Energieeinsparpotenzial der Gebäude
Ein zentraler Hebel für die Wärmewende ist die Effizienzsteigerung im Gebäudebestand. Durch energetische Sanierungen lässt sich der Wärmebedarf erheblich senken. Auf Basis von Baualtersklassen und Gebäudenutzung wurden drei Szenarien mit unterschiedlichen Sanierungsraten und -tiefen für den Zeitraum 2025 bis 2045 entwickelt. Die Berechnungen berücksichtigen u.a. sowohl den Rückgang des Wärmebedarfs durch Maßnahmen wie Dämmung, Fenstertausch oder Dachsanierung als auch den zusätzlichen Bedarf durch Neubauten. Auch der Rückgang des Wärmebedarfs aufgrund steigender Temperaturen durch den Klimawandel werden berücksichtigt. Neben denen im Wärmeplan berechneten Szenarien werden auch bereits vorliegende Sanierungsszenarien für die Stadt Nürnberg berücksichtigt, die für den sogenannten Wärmeatlas der N-ERGIE im Rahmen einer wissenschaftlichen Studie erstellt worden sind.

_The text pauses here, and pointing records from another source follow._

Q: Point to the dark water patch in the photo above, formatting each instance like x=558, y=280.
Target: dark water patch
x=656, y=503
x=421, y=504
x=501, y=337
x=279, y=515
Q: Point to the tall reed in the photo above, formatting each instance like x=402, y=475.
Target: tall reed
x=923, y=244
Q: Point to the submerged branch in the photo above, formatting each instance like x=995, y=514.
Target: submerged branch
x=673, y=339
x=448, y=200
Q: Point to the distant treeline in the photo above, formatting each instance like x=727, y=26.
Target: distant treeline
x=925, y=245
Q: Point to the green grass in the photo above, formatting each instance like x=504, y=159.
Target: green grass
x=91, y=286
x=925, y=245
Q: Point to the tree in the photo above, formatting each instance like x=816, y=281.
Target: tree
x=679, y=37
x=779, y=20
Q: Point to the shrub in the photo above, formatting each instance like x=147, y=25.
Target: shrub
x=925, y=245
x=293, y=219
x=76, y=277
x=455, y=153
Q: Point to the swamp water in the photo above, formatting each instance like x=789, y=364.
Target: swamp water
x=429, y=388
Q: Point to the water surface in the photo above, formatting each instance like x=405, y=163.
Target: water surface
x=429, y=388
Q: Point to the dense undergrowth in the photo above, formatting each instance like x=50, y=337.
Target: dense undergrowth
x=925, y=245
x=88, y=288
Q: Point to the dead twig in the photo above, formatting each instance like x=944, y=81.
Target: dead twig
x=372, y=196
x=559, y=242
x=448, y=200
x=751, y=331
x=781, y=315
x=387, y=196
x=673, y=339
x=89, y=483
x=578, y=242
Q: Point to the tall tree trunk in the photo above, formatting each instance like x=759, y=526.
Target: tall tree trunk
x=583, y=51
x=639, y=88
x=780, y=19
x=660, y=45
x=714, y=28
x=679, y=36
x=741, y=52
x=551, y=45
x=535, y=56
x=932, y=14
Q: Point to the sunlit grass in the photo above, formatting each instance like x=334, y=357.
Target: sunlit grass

Die Szenarien unterscheiden sich im Ambitionsniveau – von konservativer Sanierung bis hin zu einer flächendeckend ambitionierten Strategie:
| Szenario | Jährliche Sanierungsrate | Anteil sanierter Gebäude bis 2045 | Energieeinsparung |
|---|---|---|---|
| 1 (konservativ) | 1% | 23% | 11,7% |
| 2 (moderat) | 1,9% | 43% | 24,7% |
| 3 (ambitioniert) | 2,4% | 55% | 33,6% |
| Referenzszenario Wärmeatlas | 0,9 % (WG) 1,4 % (NWG / IND) | 17,4 % | |
| Sparszenario Wärmeatlas | 1,9 % (WG) 3,4 % (NWG / IND) | 28,4 % |
Das Sparszenario Wärmeatlas wird ebenfalls im Transformationsplan der N-ERGIE als Wärmebedarfsentwicklung unterstellt und dient im Wärmeplan als Grundlage für die Entwicklung des Zielszenarios. Die folgende Abbildung zeigt den relativen Rückgang des Wärmebedarfs bis zum Jahr 2045 in den einzelnen Baublöcken.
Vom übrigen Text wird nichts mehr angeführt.